Chapitre 6
Noël au Manoir
Tout le monde attendait les vacances avec impatience. Malgré les feux de cheminée qui chauffaient la Grande Salle, les couloirs étaient parcourus de courants d'air glacés et un vent polaire faisait trembler les fenêtres des salles de classe. La salle commune des Serpentard restait également glaciale malgré les longues flammes vertes qui léchaient les pierres de l'âtre de leur cheminée. Le pire, c'était les cours du professeur Rogue, dans le cachot glacial où les élèves se serraient contre les chaudrons pour essayer de se protéger du froid.

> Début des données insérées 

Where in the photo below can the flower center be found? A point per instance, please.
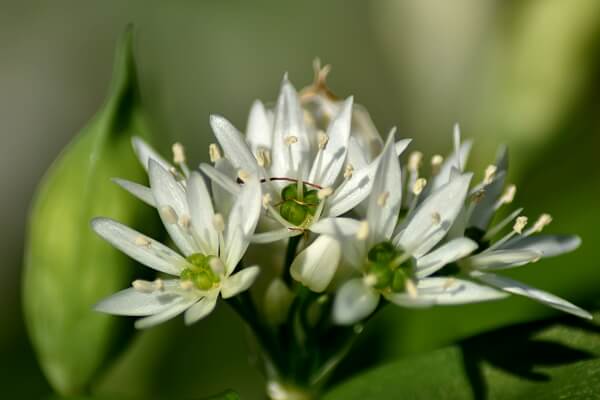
(200, 272)
(298, 204)
(384, 270)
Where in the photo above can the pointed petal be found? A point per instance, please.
(139, 247)
(165, 315)
(503, 259)
(422, 232)
(443, 175)
(315, 266)
(202, 214)
(547, 245)
(259, 130)
(289, 159)
(140, 191)
(514, 287)
(137, 304)
(353, 302)
(233, 144)
(168, 192)
(145, 153)
(445, 254)
(386, 195)
(326, 168)
(242, 222)
(200, 310)
(239, 282)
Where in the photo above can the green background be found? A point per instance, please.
(524, 73)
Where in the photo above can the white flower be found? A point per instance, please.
(519, 247)
(304, 171)
(395, 261)
(211, 245)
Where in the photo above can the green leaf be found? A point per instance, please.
(67, 267)
(558, 358)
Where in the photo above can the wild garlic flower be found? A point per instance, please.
(396, 260)
(211, 244)
(305, 171)
(520, 246)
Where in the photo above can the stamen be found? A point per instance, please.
(263, 157)
(142, 241)
(143, 286)
(436, 162)
(348, 171)
(323, 139)
(324, 193)
(520, 224)
(419, 186)
(185, 221)
(411, 288)
(414, 160)
(291, 139)
(267, 198)
(219, 223)
(168, 214)
(243, 175)
(178, 153)
(490, 174)
(382, 199)
(214, 153)
(363, 231)
(541, 222)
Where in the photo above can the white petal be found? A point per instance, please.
(239, 282)
(502, 259)
(273, 236)
(353, 302)
(445, 254)
(140, 191)
(136, 304)
(521, 289)
(386, 195)
(233, 144)
(443, 175)
(315, 266)
(421, 232)
(202, 214)
(168, 192)
(241, 222)
(139, 247)
(547, 245)
(145, 153)
(200, 310)
(220, 178)
(289, 159)
(166, 315)
(326, 168)
(259, 130)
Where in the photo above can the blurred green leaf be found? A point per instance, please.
(558, 358)
(67, 267)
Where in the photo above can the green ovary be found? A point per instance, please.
(384, 270)
(298, 208)
(200, 273)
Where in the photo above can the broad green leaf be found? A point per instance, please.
(558, 358)
(67, 267)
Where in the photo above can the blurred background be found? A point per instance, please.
(524, 73)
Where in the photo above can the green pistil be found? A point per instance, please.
(200, 273)
(384, 270)
(297, 208)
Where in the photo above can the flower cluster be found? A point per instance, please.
(362, 227)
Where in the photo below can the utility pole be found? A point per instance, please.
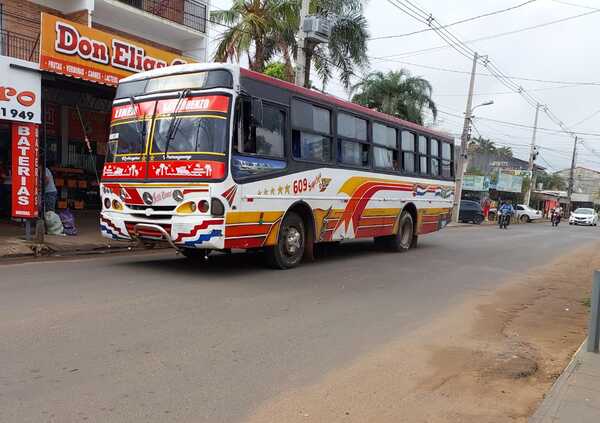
(461, 163)
(571, 174)
(532, 155)
(301, 55)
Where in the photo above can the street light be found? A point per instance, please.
(463, 158)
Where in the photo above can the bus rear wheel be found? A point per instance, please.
(404, 239)
(291, 241)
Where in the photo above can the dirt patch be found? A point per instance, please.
(493, 358)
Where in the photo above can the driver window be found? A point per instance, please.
(263, 140)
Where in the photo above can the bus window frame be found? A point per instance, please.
(342, 138)
(286, 122)
(331, 135)
(413, 151)
(393, 169)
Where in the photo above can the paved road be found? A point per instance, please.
(154, 338)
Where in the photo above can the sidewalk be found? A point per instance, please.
(575, 397)
(88, 239)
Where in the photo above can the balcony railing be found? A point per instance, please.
(19, 46)
(190, 13)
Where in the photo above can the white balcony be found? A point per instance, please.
(179, 24)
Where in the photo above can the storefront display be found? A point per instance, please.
(20, 115)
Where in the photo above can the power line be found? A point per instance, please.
(574, 4)
(498, 35)
(586, 119)
(484, 15)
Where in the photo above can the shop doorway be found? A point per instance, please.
(74, 109)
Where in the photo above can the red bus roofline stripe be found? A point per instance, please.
(341, 103)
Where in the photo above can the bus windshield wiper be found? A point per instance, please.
(138, 124)
(174, 124)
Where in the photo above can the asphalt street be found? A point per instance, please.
(151, 337)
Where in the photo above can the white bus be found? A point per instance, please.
(217, 157)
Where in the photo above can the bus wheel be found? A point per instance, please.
(405, 237)
(290, 245)
(195, 254)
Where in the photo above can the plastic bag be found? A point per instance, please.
(53, 223)
(68, 221)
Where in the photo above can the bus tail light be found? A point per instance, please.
(203, 206)
(216, 206)
(186, 208)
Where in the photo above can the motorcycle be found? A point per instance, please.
(504, 220)
(555, 219)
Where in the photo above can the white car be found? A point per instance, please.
(527, 214)
(583, 216)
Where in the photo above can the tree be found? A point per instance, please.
(504, 152)
(483, 146)
(346, 50)
(277, 70)
(396, 93)
(256, 28)
(551, 181)
(265, 29)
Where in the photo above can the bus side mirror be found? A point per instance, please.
(257, 111)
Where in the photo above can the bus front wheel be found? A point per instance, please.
(288, 251)
(404, 239)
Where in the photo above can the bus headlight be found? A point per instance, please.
(178, 196)
(186, 208)
(203, 206)
(216, 206)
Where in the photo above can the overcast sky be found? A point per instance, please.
(565, 51)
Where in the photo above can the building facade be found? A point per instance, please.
(585, 181)
(60, 62)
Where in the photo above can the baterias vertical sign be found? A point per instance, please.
(25, 170)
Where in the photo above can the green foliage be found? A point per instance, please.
(276, 70)
(396, 93)
(551, 181)
(265, 29)
(473, 170)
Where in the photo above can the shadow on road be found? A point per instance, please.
(219, 264)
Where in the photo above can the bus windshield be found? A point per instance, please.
(190, 134)
(126, 139)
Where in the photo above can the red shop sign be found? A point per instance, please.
(25, 170)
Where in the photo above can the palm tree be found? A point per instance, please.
(264, 29)
(396, 93)
(252, 25)
(504, 152)
(346, 50)
(484, 146)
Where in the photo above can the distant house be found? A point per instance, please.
(585, 181)
(489, 163)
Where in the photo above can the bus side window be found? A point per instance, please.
(263, 140)
(243, 133)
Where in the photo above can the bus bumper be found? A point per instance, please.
(179, 231)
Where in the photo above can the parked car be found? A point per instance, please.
(526, 214)
(470, 211)
(583, 216)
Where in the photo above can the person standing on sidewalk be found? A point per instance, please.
(50, 192)
(5, 189)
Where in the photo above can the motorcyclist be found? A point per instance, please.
(556, 215)
(506, 211)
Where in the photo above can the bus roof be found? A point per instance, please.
(236, 69)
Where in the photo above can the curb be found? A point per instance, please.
(548, 402)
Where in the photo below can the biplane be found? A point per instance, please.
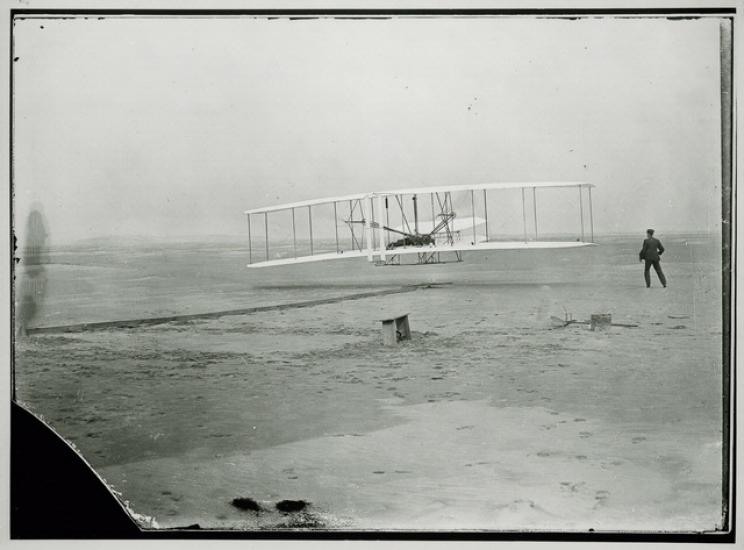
(427, 225)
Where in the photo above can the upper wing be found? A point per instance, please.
(372, 224)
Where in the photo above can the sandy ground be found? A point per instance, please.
(489, 418)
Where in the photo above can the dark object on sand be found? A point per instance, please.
(54, 493)
(601, 321)
(291, 505)
(395, 329)
(246, 504)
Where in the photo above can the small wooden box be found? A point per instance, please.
(395, 330)
(601, 321)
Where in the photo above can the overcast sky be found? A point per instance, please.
(175, 126)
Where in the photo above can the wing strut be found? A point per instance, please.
(294, 235)
(335, 221)
(310, 224)
(524, 216)
(591, 217)
(485, 212)
(472, 206)
(250, 248)
(266, 226)
(581, 213)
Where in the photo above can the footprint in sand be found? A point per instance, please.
(601, 497)
(573, 487)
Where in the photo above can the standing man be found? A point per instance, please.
(651, 253)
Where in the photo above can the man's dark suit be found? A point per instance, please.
(651, 253)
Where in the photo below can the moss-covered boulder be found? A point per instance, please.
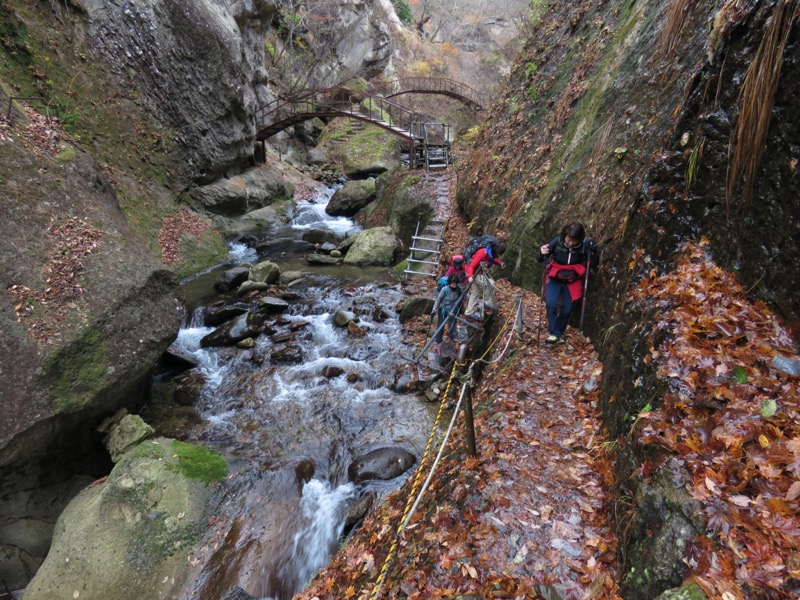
(403, 201)
(351, 197)
(130, 536)
(378, 246)
(362, 150)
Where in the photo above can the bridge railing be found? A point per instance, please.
(434, 85)
(333, 101)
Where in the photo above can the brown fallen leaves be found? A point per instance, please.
(733, 420)
(43, 310)
(527, 513)
(173, 229)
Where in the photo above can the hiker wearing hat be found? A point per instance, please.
(569, 256)
(481, 297)
(456, 266)
(447, 306)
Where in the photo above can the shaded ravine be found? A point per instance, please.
(291, 430)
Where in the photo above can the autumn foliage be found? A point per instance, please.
(732, 418)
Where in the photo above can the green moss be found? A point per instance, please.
(68, 153)
(198, 253)
(79, 370)
(199, 463)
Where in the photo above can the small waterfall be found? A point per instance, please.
(324, 508)
(294, 427)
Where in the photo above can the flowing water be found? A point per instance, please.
(292, 428)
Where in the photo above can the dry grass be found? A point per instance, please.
(599, 150)
(677, 15)
(757, 97)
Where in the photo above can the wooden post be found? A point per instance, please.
(469, 422)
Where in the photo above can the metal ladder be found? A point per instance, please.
(424, 256)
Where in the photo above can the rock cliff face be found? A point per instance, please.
(630, 117)
(85, 313)
(159, 96)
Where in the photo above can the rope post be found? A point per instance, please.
(469, 422)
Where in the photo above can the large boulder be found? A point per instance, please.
(251, 191)
(86, 311)
(130, 536)
(199, 65)
(361, 151)
(377, 246)
(403, 203)
(382, 463)
(351, 197)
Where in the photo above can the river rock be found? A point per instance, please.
(129, 536)
(253, 189)
(274, 305)
(322, 259)
(291, 353)
(252, 286)
(231, 279)
(377, 246)
(358, 509)
(351, 197)
(414, 307)
(281, 245)
(265, 271)
(221, 313)
(331, 371)
(322, 236)
(382, 463)
(189, 388)
(129, 432)
(355, 330)
(342, 317)
(290, 277)
(232, 332)
(177, 357)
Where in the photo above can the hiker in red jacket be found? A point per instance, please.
(482, 290)
(569, 256)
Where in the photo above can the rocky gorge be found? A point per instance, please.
(628, 115)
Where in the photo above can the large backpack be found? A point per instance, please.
(476, 244)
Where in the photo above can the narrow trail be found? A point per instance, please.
(527, 518)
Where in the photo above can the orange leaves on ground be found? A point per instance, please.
(172, 230)
(43, 310)
(728, 407)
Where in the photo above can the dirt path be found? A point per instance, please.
(529, 516)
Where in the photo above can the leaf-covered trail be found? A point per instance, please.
(529, 512)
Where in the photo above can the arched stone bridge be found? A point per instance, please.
(381, 111)
(435, 85)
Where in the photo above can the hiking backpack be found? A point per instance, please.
(476, 244)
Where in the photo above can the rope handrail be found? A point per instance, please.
(342, 101)
(411, 508)
(435, 85)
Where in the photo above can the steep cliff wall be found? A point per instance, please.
(643, 119)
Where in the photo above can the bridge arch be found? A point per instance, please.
(435, 85)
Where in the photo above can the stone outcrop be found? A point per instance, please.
(245, 193)
(130, 536)
(99, 311)
(625, 136)
(351, 197)
(377, 246)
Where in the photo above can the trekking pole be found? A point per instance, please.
(585, 289)
(544, 285)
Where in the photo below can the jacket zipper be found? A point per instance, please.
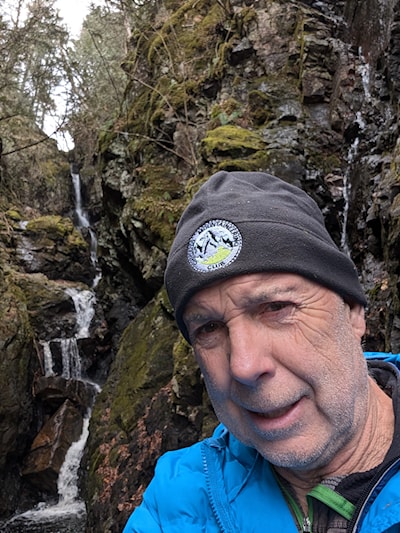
(306, 525)
(390, 470)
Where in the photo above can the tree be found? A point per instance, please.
(97, 81)
(33, 52)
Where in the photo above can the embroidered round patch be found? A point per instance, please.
(215, 245)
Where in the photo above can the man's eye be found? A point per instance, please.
(278, 309)
(210, 327)
(277, 306)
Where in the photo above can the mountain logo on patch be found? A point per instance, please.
(215, 245)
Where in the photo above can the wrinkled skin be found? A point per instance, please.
(284, 368)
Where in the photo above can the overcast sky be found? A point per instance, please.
(73, 12)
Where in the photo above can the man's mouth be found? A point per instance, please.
(277, 413)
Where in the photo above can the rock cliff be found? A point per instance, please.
(306, 90)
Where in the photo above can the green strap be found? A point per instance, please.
(334, 500)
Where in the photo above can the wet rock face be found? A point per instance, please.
(47, 453)
(304, 90)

Fatigué par ce froid constant, Drago se réjouissait particulièrement à la perspective de bientôt retrouver sa chambre douillette au Manoir. -Je plains beaucoup les malheureux qui devront rester à Poudlard pendant les vacances parce que personne n'en veut à la maison, lança-t-il un jour pendant un cours de potions. Il avait dit cela en regardant Potter, espérant toucher une corde sensible car il savait que ce dernier n'avait pas de famille dans laquelle rentrer pour les vacances. Crabbe et Goyle pouffèrent de rire, mais Potter sembla n'y prêter aucune attention. Drago s'était en effet montré plus désagréable que jamais envers lui depuis le match de Quidditch. Dégoûté par la défaite des Serpentard, il avait essayé de mettre les rieurs de son côté en répétant partout que la prochaine fois, on pourrait remplacer Potter par un crocodile en train de bâiller. Malheureusement, sa plaisanterie n'amusait pas grand monde, car beaucoup avait été impressionné par la virtuosité avec laquelle Potter avait réussi à s'accrocher à son balai. C'est pourquoi, jaloux et furieux, Drago se consolait en saisissant toutes les occasions de rappeler que Potter n'avait pas de famille digne de ce nom.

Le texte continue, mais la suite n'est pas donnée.